Roz Chast is one of the giants of contemporary cartooning, a New Yorker mainstay since the late '70s and the author of the major memoir Can't We Talk About Something More Pleasant? about a decade ago, plus a number of other books, both reprints and original. All of her work is fun and quirky and specific, coming out of a relatable New York sensibility - so I'm purely talking categorization here, not making a value judgement.
I Must Be Dreaming was her new book for 2023, billed as a "new graphic narrative, exploring the surreal nighttime world insider her mind." Which is true, as far as it goes: the narrative is clearly new. But I think a lot of the pages here, probably a majority of them, already existed. I think this is a themed reprint collection lightly cosplaying as an original graphic novel.

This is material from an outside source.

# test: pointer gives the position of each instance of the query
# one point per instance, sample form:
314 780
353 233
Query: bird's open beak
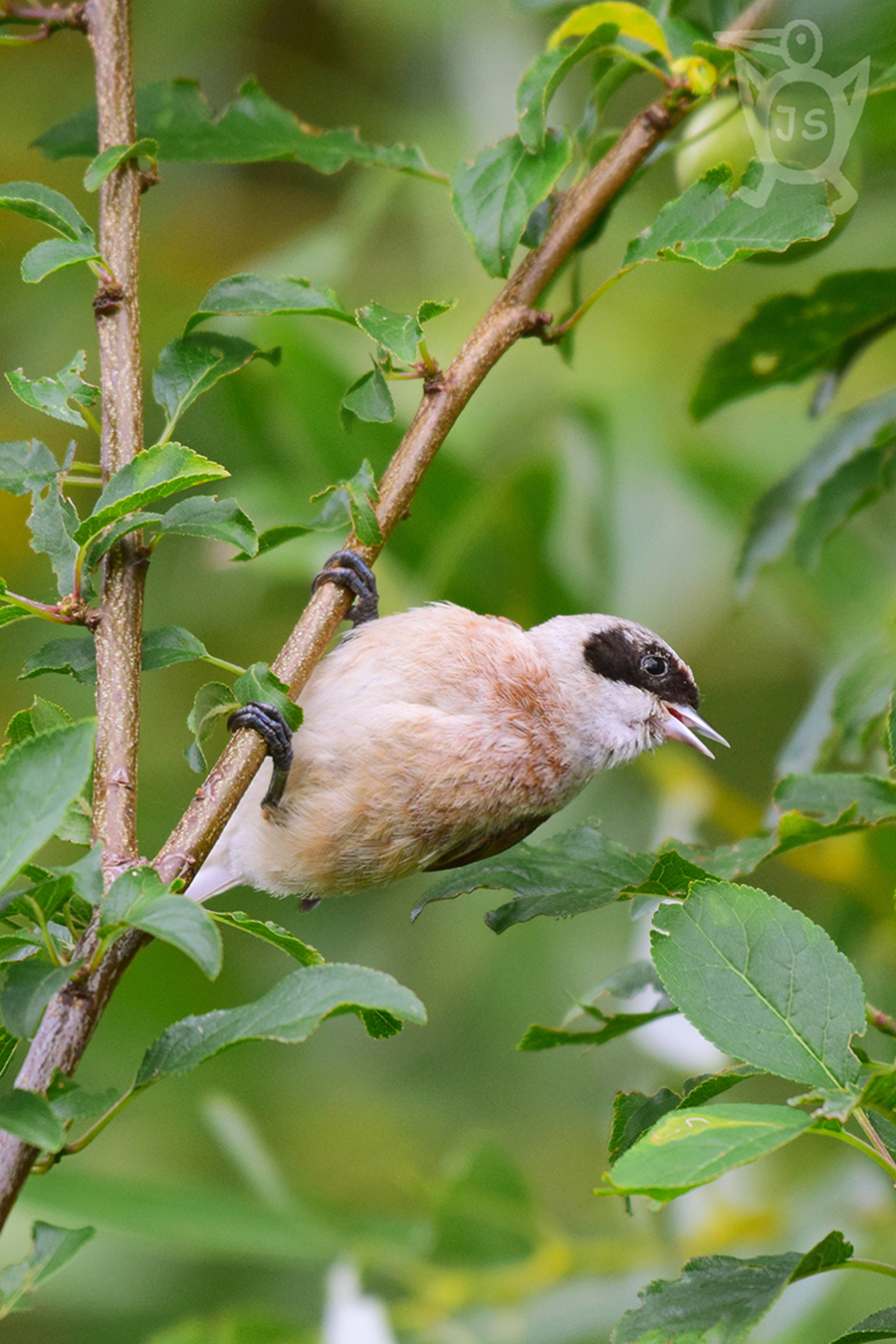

The alternative, though, is that all of the things that look like individual cartoons here - mostly retelling specific dreams - were all new work, that Chast dug through her dream notebook and did all of this work in one rush as a book. That's possible, but it feels like a compendium of several decades of dreams - that she pulled published cartoons and sketches and ideas from the body of her work, maybe with a tropism for things that hadn't been in a book yet, to cover this material.
Because creators don't just suddenly have a completely different idea that they've been working on for years, and Chast has been thinking and cartooning about her dreams for a long time now.
Either way, Dreaming starts out with what is clearly new material, in Chast's GN-esque style - hand-drawn type in paragraphs around individual illustrations - as she explains what she finds interesting about dreams, and how she's captured hers - then dives into compendia of different types of dreams, mostly drawn as single-page cartoons - and then has a somewhat historical/overview section, again in that more discursive GN style, to close.
Everyone's dreams are weird and random, I think - some in an interesting way, and some in a tedious way. Chast is clear that she's curating dreams here: illustrating the most distinctive or visual or bizarre ones, and avoiding the dull ones. (Anyone else had the "trying to walk somewhere in the rain, and your legs don't work right?" Unpleasant to experience, boring to explain.)
It's a Roz Chast book, so it's full of her sensibility and viewpoint - though maybe more so, because of dream logic. I liked it a lot, again because it's Roz Chast. In sum, unless you are one of those weirdoes who can't stand Chast, this book will make you laugh and enjoy life just a bit more during the time you read it.